Methadone and Prescription Drug Overdose

By Hollie Hendrikson and Melissa Hansen | Vol . 22, No. 45 / December 2014


Did You Know?

  • Methadone accounted for 2 percent of painkiller prescriptions and more than 30 percent of prescription painkiller deaths in 2009.
  • Data suggest that the rise in deaths from methadone overdose is not related to its use in treating drug abuse but, rather, to its use for pain management.
  • Preferred drug lists in most Medicaid programs identify methadone as a preferred drug for managing chronic pain, but most experts do not recommend it as a first choice.

Methadone, a synthetic opioid medication, is approved by the U.S. Food and Drug Administration (FDA) for two purposes: to treat narcotic drug addiction and to manage pain. Use of methadone to manage pain began increasing in the 1990s. Methadone has since become a significant contributor to overdoses caused by prescription drugs. During the past decade, fatal overdoses from prescription painkillers have skyrocketed across the United States, killing more than 16,000 people each year. Data from the Centers for Disease Control and Prevention (CDC) show that, while methadone accounted for only 2 percent of painkiller prescriptions in 2009, it was responsible for more than 30 percent of prescription painkiller deaths. In 2010, state-based prescribing of methadone—which represents use of the drug for pain management, not addiction treatment—ranged from 4.5 percent to 18.5 percent of all opioids dispensed. These data suggest that the rise in methadone overdose deaths is due to its use for pain management, not its use to mitigate symptoms of heroin or opioid withdrawal.

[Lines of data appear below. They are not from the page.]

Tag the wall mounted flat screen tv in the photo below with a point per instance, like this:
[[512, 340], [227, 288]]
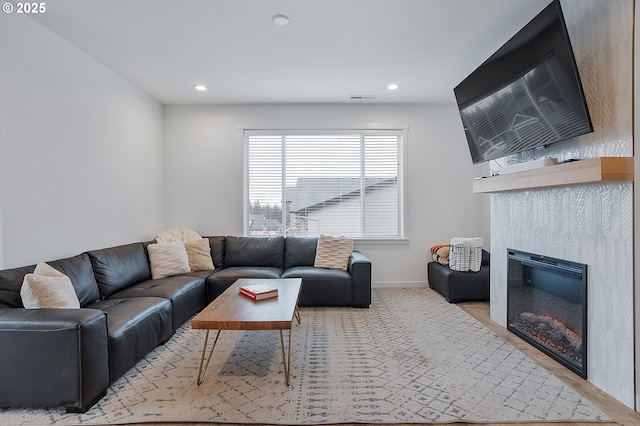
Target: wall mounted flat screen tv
[[527, 94]]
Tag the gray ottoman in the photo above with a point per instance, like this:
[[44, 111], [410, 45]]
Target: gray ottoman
[[458, 286]]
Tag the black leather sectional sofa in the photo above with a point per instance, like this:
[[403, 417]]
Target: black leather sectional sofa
[[69, 357]]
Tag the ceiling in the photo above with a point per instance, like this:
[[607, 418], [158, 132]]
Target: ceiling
[[330, 51]]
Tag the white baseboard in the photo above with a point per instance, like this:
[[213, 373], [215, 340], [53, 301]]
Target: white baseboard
[[398, 284]]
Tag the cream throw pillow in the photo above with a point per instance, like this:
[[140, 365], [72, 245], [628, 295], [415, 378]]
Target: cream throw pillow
[[333, 252], [168, 259], [199, 253], [178, 234], [48, 288]]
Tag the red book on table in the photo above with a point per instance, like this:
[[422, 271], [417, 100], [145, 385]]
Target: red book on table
[[259, 291]]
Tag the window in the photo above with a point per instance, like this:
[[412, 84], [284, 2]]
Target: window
[[334, 183]]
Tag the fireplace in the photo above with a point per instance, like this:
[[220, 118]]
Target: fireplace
[[547, 306]]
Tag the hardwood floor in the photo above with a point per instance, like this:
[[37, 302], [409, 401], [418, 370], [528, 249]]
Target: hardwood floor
[[620, 413]]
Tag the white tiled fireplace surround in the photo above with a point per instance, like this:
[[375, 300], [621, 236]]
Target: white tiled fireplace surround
[[593, 223]]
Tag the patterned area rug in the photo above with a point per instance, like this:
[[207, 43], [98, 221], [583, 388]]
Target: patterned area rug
[[410, 358]]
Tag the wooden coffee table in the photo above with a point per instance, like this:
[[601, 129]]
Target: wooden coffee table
[[234, 311]]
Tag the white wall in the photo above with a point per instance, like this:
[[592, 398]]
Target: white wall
[[204, 173], [81, 150]]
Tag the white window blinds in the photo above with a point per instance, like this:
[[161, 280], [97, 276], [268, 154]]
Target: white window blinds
[[332, 183]]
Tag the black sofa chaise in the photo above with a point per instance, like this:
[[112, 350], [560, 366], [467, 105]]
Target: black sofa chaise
[[69, 357]]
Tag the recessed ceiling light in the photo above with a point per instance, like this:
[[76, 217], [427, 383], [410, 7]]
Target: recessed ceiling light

Several generic versions of methadone exist, making it a relatively low-cost prescription painkiller. Other perceived advantages of using methadone to treat pain include the drug’s longer duration of action and its availability as an oral liquid. These factors likely contribute to increased use of the drug.

Methadone’s disproportionate share of prescription painkiller-related deaths is related to several factors that are unique to the drug. Unlike other opioid painkillers, the pain relief methadone provides stops long before the drug is fully metabolized—its effects on the lungs and heart continue, even when the pain relief wears off. This sometimes results in patients taking another dose too soon, inadvertently overdosing because of the discrepancy between short-term pain relief and the longer-term respiratory depression and cardiac effects. These effects can be magnified by dangerous interactions with other prescription drugs and alcohol, which can exacerbate disturbances in cardiac rhythm.

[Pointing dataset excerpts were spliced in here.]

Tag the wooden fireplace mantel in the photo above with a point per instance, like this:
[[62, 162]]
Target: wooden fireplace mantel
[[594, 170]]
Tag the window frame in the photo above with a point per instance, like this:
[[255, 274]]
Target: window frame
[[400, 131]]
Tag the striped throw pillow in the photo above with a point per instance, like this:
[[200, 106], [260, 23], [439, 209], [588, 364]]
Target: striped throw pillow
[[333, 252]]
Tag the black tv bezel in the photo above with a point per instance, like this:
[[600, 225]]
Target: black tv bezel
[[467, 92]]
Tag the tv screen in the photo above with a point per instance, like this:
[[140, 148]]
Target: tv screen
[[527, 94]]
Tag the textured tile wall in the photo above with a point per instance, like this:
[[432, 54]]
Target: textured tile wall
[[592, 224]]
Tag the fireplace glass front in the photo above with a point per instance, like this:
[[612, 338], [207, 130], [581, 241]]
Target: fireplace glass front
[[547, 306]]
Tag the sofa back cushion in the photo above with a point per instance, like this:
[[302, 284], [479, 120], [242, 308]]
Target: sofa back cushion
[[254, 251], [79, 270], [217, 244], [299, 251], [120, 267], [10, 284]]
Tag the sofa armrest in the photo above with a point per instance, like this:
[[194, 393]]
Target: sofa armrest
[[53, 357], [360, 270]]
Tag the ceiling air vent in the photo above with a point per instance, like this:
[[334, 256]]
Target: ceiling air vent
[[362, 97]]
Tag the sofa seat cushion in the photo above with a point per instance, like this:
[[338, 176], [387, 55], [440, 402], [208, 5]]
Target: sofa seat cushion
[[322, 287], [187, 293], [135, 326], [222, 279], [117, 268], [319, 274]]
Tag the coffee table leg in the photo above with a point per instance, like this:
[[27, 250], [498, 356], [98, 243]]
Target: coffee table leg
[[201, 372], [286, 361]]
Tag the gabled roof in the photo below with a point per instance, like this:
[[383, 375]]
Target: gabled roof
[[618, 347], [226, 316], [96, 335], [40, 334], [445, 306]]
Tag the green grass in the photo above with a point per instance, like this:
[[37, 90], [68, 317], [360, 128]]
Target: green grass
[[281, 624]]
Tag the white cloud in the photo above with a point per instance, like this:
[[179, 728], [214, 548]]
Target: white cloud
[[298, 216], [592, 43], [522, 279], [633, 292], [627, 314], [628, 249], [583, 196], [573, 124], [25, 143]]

Despite these concerns, preferred drug lists (PDLs) in most state Medicaid programs identify methadone as a preferred drug for managing chronic pain, according to the American Academy of Pain Medicine. These lists, which are developed by committees led by physicians, pharmacists and other health care practitioners, are intended to encourage the use of drugs the committee has determined to be effective and safe for specific diseases and conditions. Many pain management experts argue methadone should not be on preferred drug lists, and that there are several alternatives that have been associated with less harm to patients.

State Action

Since methadone frequently is placed on states’ preferred drug lists, providers may be more likely to prescribe it as a first-line treatment for pain. However, concerned about its negative effects, a few states—including Nevada, Oregon and West Virginia—have removed methadone from the list of preferred drugs for pain management in their fee-for-service Medicaid programs. In other states, either the fee-for-service program, the managed care Medicaid programs, or both, list methadone as a preferred pain therapy.

Federal Action

In response to increased methadone-related overdose deaths, the FDA issued a public health advisory for methadone used as a painkiller and added a warning on all labeling about the drug’s risks. The agency also increased the recommended dosing interval from every three to four hours to every eight to 12 hours. The CDC encourages prescribers to refrain from using methadone as a drug of first choice for pain management and recommended that public and private insurance companies remove it as a preferred drug for pain relief.

The Substance Abuse and Mental Health Services Administration (SAMHSA) also has focused on educating providers and the public about the potential dangers of using methadone for managing pain. In 2008, SAMHSA funded the American Academy of Pain Medicine to educate practitioners across the nation about the risks of using methadone to manage pain.